A judge has told me that in one of the States a pregnant woman received the ordinary stay of execution on account of pregnancy, and through the willing cooperation of a jailer became pregnant again shortly after her delivery, before the original execution order could be carried out. She was granted a second stay to allow her to give birth to the jailer’s child.” (page 46)

*  In 1976, the U.S. became a signatory to the International Covenant on Civil and Political Rights (CCPR), which 143 other nations have also joined. Article 6(5) states, “Sentence of death shall not be imposed for crimes committed by persons below eighteen years of age and shall not be carried out on pregnant women.” The U.S. entered a partial reservation to Article 6(5), which reads, “The United States reserves the right, subject to its Constitutional constraints, to impose capital punishment on any person (other than a pregnant woman) duly convicted under existing or future laws permitting the imposition of capital punishment, including such punishment for crimes committed by persons below eighteen years of age.” [italics added for emphasis] Thus, within the reservation itself, the U.S. bound itself not to permit the execution of any woman who carries an unborn child. Congress has constitutional authority to explicitly apply this treaty obligation to the states.

*  H.R. 4888’s definition of “child in utero” (“a member of the species homo sapiens, at any stage of development, who is carried in the womb”) is taken verbatim from the Unborn Victims of Violence Act (H.R. 2436), passed by the House on September 30, 1999, by a vote of 254-172. (1999 House roll call no. 465) Similar definitions and terminology are found in numerous state laws. Like those state laws, this bill has no effect on access to legal abortion, either for women on death row or anybody else.

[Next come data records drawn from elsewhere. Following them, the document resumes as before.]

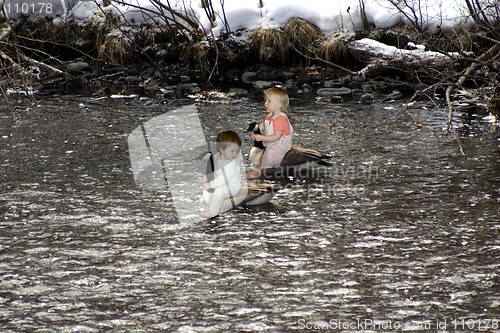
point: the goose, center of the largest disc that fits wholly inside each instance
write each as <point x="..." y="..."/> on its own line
<point x="250" y="194"/>
<point x="296" y="156"/>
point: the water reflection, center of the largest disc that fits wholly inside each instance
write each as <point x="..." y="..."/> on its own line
<point x="403" y="228"/>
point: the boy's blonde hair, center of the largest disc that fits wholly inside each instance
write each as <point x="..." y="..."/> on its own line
<point x="224" y="139"/>
<point x="282" y="96"/>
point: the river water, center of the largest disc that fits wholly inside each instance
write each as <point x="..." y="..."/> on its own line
<point x="401" y="233"/>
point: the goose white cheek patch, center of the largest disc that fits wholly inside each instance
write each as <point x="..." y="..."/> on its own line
<point x="163" y="155"/>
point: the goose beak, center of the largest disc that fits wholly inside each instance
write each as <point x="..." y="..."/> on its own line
<point x="202" y="156"/>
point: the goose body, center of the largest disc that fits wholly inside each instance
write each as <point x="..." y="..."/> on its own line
<point x="250" y="194"/>
<point x="296" y="157"/>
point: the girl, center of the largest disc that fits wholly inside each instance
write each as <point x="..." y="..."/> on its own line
<point x="227" y="174"/>
<point x="277" y="130"/>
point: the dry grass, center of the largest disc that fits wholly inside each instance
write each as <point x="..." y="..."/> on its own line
<point x="335" y="49"/>
<point x="116" y="48"/>
<point x="303" y="35"/>
<point x="270" y="44"/>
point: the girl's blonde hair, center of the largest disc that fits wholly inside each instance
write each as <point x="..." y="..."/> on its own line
<point x="282" y="96"/>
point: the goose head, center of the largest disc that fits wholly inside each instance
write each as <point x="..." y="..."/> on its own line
<point x="253" y="127"/>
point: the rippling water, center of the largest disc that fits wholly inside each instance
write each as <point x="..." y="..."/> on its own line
<point x="400" y="234"/>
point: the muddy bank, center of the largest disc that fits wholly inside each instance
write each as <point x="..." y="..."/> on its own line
<point x="103" y="58"/>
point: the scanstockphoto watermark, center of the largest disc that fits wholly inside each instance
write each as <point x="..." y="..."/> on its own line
<point x="330" y="181"/>
<point x="389" y="325"/>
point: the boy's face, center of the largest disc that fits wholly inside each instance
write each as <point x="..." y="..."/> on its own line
<point x="231" y="151"/>
<point x="272" y="103"/>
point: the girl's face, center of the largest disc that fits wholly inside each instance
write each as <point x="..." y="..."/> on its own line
<point x="231" y="151"/>
<point x="273" y="103"/>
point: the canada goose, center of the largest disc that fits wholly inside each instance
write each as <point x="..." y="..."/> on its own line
<point x="251" y="194"/>
<point x="296" y="155"/>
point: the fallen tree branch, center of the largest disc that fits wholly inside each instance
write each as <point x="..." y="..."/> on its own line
<point x="329" y="63"/>
<point x="492" y="53"/>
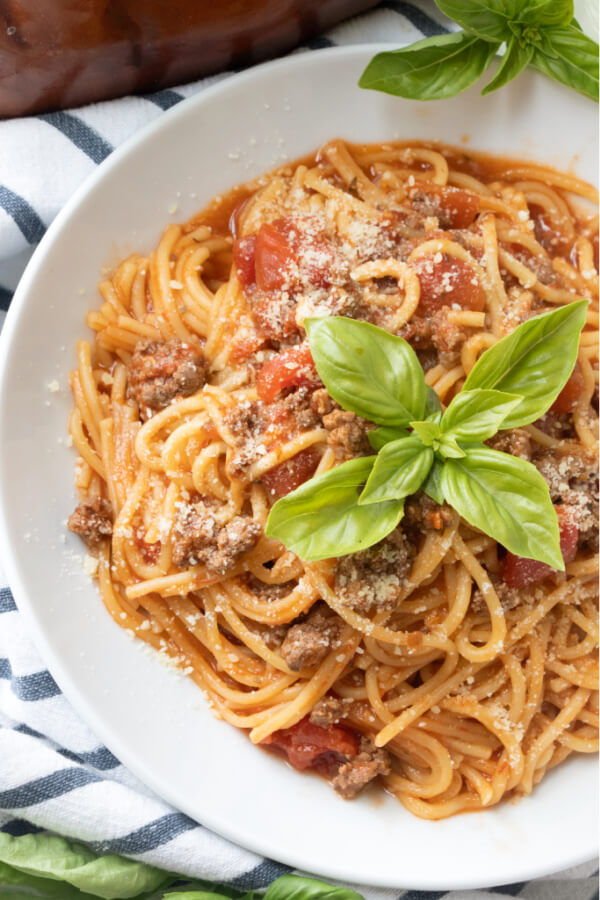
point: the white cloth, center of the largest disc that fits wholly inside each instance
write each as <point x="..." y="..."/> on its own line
<point x="54" y="774"/>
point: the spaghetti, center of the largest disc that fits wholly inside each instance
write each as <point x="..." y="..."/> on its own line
<point x="454" y="673"/>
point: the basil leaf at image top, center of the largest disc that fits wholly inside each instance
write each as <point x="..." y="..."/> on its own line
<point x="489" y="19"/>
<point x="379" y="437"/>
<point x="541" y="33"/>
<point x="368" y="370"/>
<point x="322" y="518"/>
<point x="574" y="61"/>
<point x="431" y="69"/>
<point x="429" y="432"/>
<point x="517" y="57"/>
<point x="506" y="498"/>
<point x="399" y="470"/>
<point x="534" y="361"/>
<point x="432" y="486"/>
<point x="432" y="403"/>
<point x="296" y="887"/>
<point x="447" y="447"/>
<point x="477" y="415"/>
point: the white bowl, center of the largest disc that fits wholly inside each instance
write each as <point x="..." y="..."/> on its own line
<point x="155" y="721"/>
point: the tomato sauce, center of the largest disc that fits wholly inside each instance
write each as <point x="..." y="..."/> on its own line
<point x="309" y="746"/>
<point x="292" y="368"/>
<point x="289" y="475"/>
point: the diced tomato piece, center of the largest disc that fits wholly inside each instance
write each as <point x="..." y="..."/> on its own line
<point x="447" y="282"/>
<point x="291" y="368"/>
<point x="306" y="744"/>
<point x="518" y="571"/>
<point x="275" y="255"/>
<point x="460" y="207"/>
<point x="291" y="474"/>
<point x="244" y="253"/>
<point x="570" y="394"/>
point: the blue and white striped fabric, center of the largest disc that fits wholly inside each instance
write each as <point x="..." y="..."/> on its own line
<point x="54" y="775"/>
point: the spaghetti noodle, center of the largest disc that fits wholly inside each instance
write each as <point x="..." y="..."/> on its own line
<point x="452" y="672"/>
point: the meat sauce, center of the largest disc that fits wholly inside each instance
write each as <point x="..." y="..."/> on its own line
<point x="309" y="746"/>
<point x="291" y="368"/>
<point x="518" y="572"/>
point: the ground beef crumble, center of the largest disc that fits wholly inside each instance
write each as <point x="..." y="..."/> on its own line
<point x="423" y="513"/>
<point x="356" y="774"/>
<point x="572" y="480"/>
<point x="347" y="434"/>
<point x="308" y="643"/>
<point x="329" y="711"/>
<point x="372" y="578"/>
<point x="199" y="539"/>
<point x="515" y="441"/>
<point x="92" y="521"/>
<point x="161" y="371"/>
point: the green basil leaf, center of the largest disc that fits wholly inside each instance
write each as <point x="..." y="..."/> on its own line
<point x="548" y="12"/>
<point x="488" y="19"/>
<point x="432" y="403"/>
<point x="296" y="887"/>
<point x="46" y="856"/>
<point x="516" y="58"/>
<point x="399" y="470"/>
<point x="433" y="486"/>
<point x="368" y="370"/>
<point x="448" y="447"/>
<point x="477" y="415"/>
<point x="432" y="69"/>
<point x="575" y="62"/>
<point x="198" y="895"/>
<point x="379" y="437"/>
<point x="506" y="498"/>
<point x="428" y="432"/>
<point x="322" y="518"/>
<point x="534" y="361"/>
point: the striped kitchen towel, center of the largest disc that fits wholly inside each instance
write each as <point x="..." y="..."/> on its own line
<point x="54" y="775"/>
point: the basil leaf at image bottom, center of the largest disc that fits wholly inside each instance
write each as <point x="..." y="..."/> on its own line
<point x="296" y="887"/>
<point x="322" y="518"/>
<point x="379" y="437"/>
<point x="507" y="499"/>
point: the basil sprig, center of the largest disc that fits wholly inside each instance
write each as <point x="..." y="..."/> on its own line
<point x="378" y="376"/>
<point x="541" y="33"/>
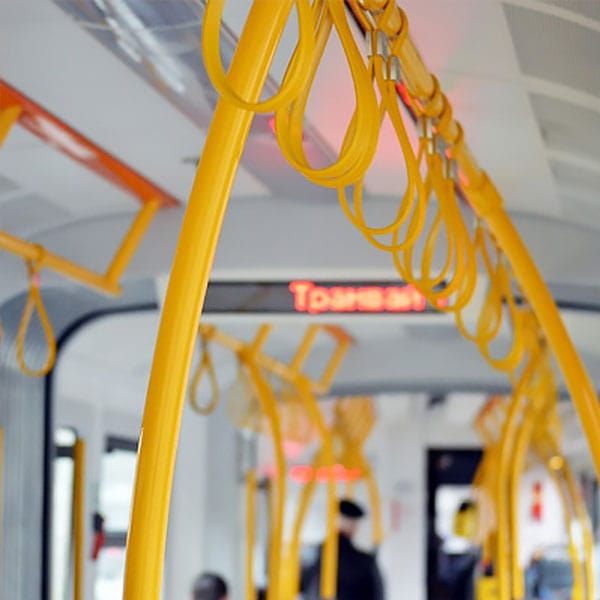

 Vice President Gore, asked by NBC’s Tim Russert whether he agreed with the current prohibition on federal executions of pregnant women, laughed and said, “I’d want to think about it.” (Meet the Press, July 16, 2000) On July 17, “Mr. Gore said he favored allowing a pregnant woman to choose whether to delay her execution until she gave birth. The principle of a woman’s right to choose governs in that case,‘ he said.” (The New York Times, July 18) Gore’s position implicitly repudiates the innocent child principle embodied in the International Covenant on Civil and Political Rights and in Title 18 U.S.C.A. Sect. 3596, both of which flatly prohibit the government from taking the child’s life.